# Snowmobile Sled - first go at it



## jmack (Jan 8, 2010)

Here is my effort at building a snowmobile sled. I really needed it quick this year because I moved up to the bush and I park my truck at the main road about a mile away. I looked into buying one but it would be about $400 once you got all the stuff needed and I kinda put it off for awhile.. then the major snow came and I couldn't be lazy about it any more.

For a quick home job it actually turned out alright. It got the maiden voyage yesterday. The 'play' in the hitch assembly actually works out pretty well in keeping things from binding up. The plywood bottom with some stain protection has surprisingly little resistance for a 5x2 or so foot print. It weighs about 50 pounds or so but you can't even feel it with my 'small' snowmobile, a 1995 Skidoo Touring LE (380cc).

To keep the large dowel from completely falling out I drilled a hole through the dowel and hammered in some trim. That's not in the pictures though. Not exactly what I wanted to do but I had to put the thing to use to get out yesterday so I couldn't be picky :yes:

Biggest problem was tacking down the bottom ply, the first piece I used was a disaster and had to start over. Second piece was notched and soaked in hot water and I got it on with only a couple points starting to crack :thumbdown:

I like the design enough that I might make another next year and brush up on my skills a bit. 

Sides are 1x12 rough cut pine, spruce 2x4s and 2x8 and fir plywood. Nothing special really. I stained the bottom and sides with some Cetol just to get something on there as I had to leave it out for a couple days.

I'll post more pics as I make improvements.


----------



## toolman Steve (Jun 11, 2009)

Nice job , just keep it waxed good.


----------



## woodnthings (Jan 24, 2009)

*Ready for some questions and suggestions?*

How will the sled track without runners? Won't it tend to slid/swing around and catch up with the front on a down hill? That's one question.
The other is a suggestion on the pull handle. All the forces in tension are around the end grain on the handle where it attaches to the dowel. If it were me I'd replace the dowel with a pipe and wrap the rounded end of the pull handle with a metal strap. This is based on years at the farm observing how wooden wagons and other devices made of wood had metal reinforcements. 
The other way to locate the handle in the center is to box or strap the attachment around the pipe so it can't slide. More like a coaster wagon handle with the triangular brace. I don't mean to be critical on your first project, but I would like you to take these as positive suggestions.
Failure in a design system is always the best method to find the weakspots, and this may work just fine for you, time will tell. :thumbsup: bill


----------



## jmack (Jan 8, 2010)

The sled actually tracks pretty well especially if you are on flat terrain. The play in the whole system allows it to dip according to bumps and unlevel surfaces a bit a but so far it hasn't even come close to tipping over, and my snowmobile trail is really choppy at times. I might take a video to illustrate it better 

It seems to pull straight on during forward motion. I won't be using it for any high-speed running as it wasn't intended for that. The cut out I made for the hitch allows it to stay within that 4-5" area but not move outside of it.

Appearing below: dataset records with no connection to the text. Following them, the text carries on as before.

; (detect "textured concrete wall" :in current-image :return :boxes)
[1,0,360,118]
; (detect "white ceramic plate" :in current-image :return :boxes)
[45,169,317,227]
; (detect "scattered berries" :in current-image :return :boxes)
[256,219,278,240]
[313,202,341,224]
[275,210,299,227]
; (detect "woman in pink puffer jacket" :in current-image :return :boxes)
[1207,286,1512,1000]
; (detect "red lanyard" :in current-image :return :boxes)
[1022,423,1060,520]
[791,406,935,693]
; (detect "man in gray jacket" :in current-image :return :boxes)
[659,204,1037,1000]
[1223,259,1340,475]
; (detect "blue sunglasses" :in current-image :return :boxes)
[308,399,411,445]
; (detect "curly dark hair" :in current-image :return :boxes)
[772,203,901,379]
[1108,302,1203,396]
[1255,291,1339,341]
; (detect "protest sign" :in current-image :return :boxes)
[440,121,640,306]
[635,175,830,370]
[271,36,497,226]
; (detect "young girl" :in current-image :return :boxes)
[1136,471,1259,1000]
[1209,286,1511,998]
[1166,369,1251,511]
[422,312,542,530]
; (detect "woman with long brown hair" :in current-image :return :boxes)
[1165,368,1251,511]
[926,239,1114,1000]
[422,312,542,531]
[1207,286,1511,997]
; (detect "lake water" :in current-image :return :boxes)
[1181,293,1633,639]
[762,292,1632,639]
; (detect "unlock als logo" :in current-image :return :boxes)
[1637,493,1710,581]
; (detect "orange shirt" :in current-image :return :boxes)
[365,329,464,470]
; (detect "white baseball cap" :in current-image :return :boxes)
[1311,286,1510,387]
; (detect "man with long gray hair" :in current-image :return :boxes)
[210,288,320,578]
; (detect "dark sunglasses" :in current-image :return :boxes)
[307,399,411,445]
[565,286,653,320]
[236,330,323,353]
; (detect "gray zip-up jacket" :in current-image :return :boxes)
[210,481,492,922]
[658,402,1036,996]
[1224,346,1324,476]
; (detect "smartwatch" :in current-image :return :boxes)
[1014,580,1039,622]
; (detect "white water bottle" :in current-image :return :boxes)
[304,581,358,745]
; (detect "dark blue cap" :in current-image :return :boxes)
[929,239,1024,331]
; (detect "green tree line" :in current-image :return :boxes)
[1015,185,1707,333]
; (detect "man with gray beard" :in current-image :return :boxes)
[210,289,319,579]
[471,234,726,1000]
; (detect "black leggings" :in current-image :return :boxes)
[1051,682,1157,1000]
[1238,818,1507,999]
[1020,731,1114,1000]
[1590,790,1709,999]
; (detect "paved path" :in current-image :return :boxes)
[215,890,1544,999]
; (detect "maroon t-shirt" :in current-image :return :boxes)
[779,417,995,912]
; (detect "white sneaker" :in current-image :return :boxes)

The hitch assembly definitely needs some work because the end attached to the snowmobile does not allow for much float and is starting to crack a bit. I have some oak trim sitting around that I might use to reinforce both ends of hitch. It's about 1/4 inch thick and 5" wide so it could be glued and screwed to the 2x4 to give it some needed strength there. Good thing I can make a new hitch out of $1.25 worth of 2x4!! 

Metal would be a nice addition to strengthen and give it some charm I need to keep my eye out for something suitable to work with.

Thanks for suggestions, 

John


----------